Pechino, 26 gennaio 2026 – Un vero e proprio terremoto politico e militare scuote la leadership della Repubblica Popolare Cinese. Il presidente Xi Jinping ha ordinato l’indagine e la rimozione dal comando di Zhang Youxia, vice-presidente della Commissione Militare Centrale e uno dei generali più influenti dell’Esercito Popolare di Liberazione (EPL).

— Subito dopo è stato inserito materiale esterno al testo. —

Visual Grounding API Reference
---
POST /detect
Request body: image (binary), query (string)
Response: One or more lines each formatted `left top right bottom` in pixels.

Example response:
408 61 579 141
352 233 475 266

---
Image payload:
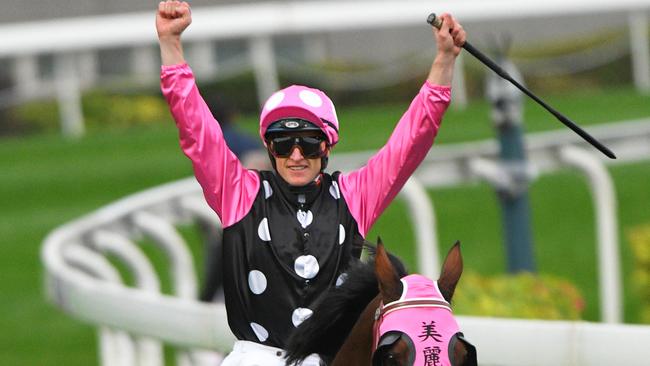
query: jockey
156 1 465 365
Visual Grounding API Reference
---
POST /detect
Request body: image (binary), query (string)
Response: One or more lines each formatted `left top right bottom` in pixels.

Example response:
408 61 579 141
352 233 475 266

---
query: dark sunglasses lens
298 137 322 158
271 137 294 157
271 136 324 158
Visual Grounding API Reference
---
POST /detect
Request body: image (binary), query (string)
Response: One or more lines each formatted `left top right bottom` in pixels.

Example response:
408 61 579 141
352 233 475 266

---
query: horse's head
372 241 477 366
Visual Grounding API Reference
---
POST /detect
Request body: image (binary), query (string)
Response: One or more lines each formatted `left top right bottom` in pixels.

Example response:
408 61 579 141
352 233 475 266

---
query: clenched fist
156 0 192 40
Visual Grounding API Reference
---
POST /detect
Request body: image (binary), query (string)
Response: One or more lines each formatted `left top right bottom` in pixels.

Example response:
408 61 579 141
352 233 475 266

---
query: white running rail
41 120 650 366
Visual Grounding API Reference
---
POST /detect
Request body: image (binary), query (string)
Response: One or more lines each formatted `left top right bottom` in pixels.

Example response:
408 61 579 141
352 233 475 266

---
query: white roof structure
0 0 650 57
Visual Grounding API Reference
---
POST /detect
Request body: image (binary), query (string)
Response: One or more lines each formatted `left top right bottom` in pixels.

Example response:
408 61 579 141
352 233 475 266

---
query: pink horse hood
377 275 459 366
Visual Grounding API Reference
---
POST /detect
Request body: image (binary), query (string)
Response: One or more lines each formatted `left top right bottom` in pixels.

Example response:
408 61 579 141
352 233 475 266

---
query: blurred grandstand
0 0 650 136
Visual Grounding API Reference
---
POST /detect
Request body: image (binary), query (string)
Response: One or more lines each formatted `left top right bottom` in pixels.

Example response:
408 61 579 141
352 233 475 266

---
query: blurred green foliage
627 224 650 324
6 90 170 133
453 271 585 320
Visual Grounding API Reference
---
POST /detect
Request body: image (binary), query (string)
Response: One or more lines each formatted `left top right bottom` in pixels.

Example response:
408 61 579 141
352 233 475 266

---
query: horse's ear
375 238 402 304
438 241 463 301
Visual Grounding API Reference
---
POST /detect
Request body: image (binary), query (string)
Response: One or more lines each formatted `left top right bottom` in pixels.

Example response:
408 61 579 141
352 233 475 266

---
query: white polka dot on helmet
260 85 339 146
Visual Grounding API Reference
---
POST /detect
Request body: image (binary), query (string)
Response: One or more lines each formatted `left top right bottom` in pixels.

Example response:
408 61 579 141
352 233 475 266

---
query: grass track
0 85 650 366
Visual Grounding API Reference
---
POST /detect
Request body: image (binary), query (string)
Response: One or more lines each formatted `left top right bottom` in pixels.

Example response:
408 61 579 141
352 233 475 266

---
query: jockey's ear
375 239 402 304
438 241 463 302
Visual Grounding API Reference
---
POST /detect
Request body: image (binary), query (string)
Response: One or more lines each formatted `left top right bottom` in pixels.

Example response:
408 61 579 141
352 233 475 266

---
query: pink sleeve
339 81 451 237
160 64 260 228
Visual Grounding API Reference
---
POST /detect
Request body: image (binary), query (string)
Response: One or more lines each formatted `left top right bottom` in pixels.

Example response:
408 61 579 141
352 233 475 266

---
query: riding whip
427 13 616 159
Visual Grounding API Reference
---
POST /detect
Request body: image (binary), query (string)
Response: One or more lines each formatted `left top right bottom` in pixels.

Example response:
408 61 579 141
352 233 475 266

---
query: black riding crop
427 13 616 159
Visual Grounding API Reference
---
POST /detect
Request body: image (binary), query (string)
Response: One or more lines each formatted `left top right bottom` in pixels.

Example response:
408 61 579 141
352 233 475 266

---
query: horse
286 239 477 366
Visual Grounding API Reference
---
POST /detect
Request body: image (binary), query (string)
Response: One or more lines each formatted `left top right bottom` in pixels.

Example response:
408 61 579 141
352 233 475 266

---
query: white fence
42 120 650 366
0 0 650 136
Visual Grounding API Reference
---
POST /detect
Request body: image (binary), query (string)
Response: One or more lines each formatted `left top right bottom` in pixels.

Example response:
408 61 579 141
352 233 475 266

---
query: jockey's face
273 133 329 187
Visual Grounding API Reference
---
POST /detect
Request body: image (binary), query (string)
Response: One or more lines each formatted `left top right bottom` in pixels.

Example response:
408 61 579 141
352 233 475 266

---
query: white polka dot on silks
251 322 269 342
298 90 323 108
330 182 341 199
293 255 320 279
291 308 314 327
296 210 314 229
257 217 271 241
336 272 348 287
262 180 273 199
264 91 284 110
248 270 267 295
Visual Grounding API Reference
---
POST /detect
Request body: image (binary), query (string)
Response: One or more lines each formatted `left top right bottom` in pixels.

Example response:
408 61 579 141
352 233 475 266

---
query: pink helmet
260 85 339 146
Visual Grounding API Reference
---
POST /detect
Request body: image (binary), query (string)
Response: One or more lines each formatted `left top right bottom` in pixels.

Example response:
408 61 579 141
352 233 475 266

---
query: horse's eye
382 353 400 366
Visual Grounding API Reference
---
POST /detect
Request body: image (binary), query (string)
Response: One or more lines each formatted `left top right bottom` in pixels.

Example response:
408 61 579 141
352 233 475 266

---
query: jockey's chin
274 149 322 187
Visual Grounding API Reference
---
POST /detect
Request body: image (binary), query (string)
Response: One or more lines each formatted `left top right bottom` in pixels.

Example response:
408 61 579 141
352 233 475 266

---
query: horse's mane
285 242 407 365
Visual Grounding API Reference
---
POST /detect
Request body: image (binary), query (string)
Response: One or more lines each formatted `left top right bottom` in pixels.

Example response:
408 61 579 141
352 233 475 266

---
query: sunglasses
268 136 326 159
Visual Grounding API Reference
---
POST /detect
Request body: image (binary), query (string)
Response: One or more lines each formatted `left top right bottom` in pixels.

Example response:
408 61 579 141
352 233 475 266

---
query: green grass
0 84 650 365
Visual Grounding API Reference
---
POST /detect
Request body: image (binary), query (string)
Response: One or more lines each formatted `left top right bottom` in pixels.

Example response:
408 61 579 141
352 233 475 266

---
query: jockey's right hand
156 0 192 40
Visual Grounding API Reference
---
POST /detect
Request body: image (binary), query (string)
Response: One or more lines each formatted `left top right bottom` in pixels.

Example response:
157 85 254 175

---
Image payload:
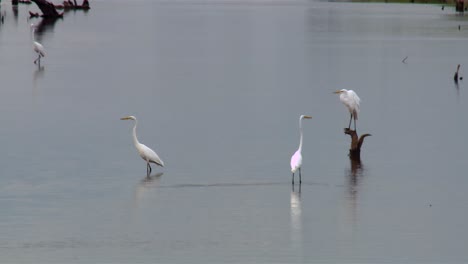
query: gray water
0 0 468 263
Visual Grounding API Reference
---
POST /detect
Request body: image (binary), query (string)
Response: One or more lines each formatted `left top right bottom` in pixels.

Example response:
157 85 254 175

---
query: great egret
31 24 45 65
334 89 361 131
453 64 460 83
291 115 312 184
120 116 164 177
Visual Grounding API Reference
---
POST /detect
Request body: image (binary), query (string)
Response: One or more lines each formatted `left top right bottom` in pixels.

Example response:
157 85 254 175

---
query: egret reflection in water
345 158 364 227
290 185 303 254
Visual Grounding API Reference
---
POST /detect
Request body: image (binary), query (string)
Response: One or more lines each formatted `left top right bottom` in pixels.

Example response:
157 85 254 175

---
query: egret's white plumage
31 24 45 64
334 89 361 130
120 116 164 177
291 115 312 184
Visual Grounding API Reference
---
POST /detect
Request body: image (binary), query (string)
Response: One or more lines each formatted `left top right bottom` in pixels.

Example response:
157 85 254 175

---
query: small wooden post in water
344 128 372 160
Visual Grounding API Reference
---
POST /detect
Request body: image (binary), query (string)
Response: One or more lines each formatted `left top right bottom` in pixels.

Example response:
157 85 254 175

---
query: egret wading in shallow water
31 24 45 65
120 116 164 177
291 115 312 184
453 64 463 83
334 89 361 131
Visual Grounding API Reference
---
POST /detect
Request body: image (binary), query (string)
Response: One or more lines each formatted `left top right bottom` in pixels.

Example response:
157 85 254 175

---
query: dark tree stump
31 0 63 18
344 128 372 160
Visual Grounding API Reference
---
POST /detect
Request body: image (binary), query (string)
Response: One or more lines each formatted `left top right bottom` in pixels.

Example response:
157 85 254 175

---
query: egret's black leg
299 168 302 186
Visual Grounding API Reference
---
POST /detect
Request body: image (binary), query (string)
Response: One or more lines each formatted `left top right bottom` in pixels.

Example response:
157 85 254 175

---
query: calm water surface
0 0 468 263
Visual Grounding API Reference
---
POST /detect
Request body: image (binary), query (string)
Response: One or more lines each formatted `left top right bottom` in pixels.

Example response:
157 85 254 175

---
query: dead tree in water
344 128 372 160
31 0 63 18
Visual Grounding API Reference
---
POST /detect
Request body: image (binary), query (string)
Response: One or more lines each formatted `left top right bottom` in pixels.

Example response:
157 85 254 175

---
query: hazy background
0 0 468 263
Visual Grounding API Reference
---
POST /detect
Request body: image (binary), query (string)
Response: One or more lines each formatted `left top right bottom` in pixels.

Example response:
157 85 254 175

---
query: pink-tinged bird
334 89 361 131
291 115 312 184
31 24 45 65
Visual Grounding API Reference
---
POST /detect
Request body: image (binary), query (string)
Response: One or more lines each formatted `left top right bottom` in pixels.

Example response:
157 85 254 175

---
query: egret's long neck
298 119 302 152
31 27 36 42
133 120 140 146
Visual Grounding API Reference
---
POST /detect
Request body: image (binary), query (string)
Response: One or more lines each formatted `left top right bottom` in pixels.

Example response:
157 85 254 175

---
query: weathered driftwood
55 0 91 10
344 128 372 159
30 0 63 17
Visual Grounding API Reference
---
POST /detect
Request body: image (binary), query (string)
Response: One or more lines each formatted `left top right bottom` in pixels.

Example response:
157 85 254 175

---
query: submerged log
55 0 91 11
31 0 63 17
344 128 372 160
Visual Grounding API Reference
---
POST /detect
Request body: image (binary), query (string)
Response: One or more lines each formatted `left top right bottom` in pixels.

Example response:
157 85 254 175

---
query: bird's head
120 116 136 120
333 89 347 94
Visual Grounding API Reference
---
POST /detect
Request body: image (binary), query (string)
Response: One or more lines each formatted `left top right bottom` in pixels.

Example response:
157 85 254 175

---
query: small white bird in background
291 115 312 184
120 116 164 177
31 24 45 65
334 89 361 131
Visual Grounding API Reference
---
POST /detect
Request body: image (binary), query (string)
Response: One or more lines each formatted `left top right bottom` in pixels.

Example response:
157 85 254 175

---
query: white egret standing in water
31 24 45 65
291 115 312 184
120 116 164 177
334 89 361 131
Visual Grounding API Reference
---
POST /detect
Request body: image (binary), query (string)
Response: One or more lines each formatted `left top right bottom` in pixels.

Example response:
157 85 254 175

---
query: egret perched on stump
120 116 164 177
291 115 312 184
31 24 45 65
334 89 361 131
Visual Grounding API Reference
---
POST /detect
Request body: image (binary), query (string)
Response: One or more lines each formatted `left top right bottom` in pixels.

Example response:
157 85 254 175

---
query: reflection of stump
31 0 63 17
344 128 371 159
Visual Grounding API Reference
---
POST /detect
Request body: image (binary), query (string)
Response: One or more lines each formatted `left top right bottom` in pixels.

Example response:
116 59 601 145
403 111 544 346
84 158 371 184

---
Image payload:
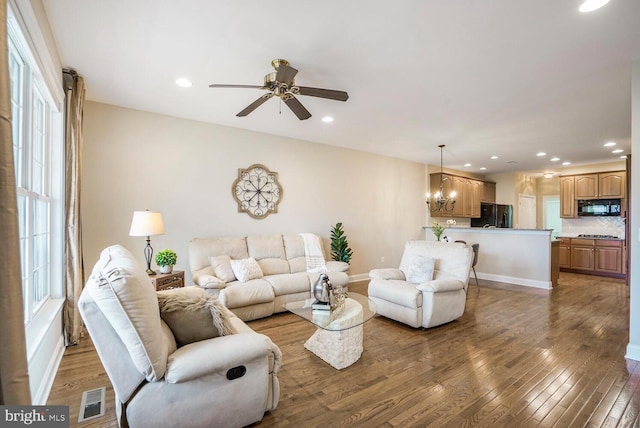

L’accusa principale, emersa da un briefing riservato ai vertici militari e riportata dal Wall Street Journal, è di aver passato informazioni ultra riservate sul programma nucleare cinese agli Stati Uniti, definito il “nemico numero uno” di Pechino.

Le accuse contro Zhang Youxia
Zhang, 75 anni, considerato fino a poco tempo fa uno dei più stretti alleati di Xi nel complesso apparato militare, è ora accusato di spionaggio e di aver violato il segreto militare con il passaggio di dati sensibili sulle capacità nucleari cinesi. Oltre a questo gravissimo addebito, Zhang è sospettato di aver creato reti politiche interne che minavano l’unità del Partito Comunista, di abuso di potere nell’ambito della Commissione Militare Centrale e di corruzione, in particolare per aver accettato tangenti in cambio di promozioni nell’agenzia che si occupa di ricerca e sviluppo di armamenti.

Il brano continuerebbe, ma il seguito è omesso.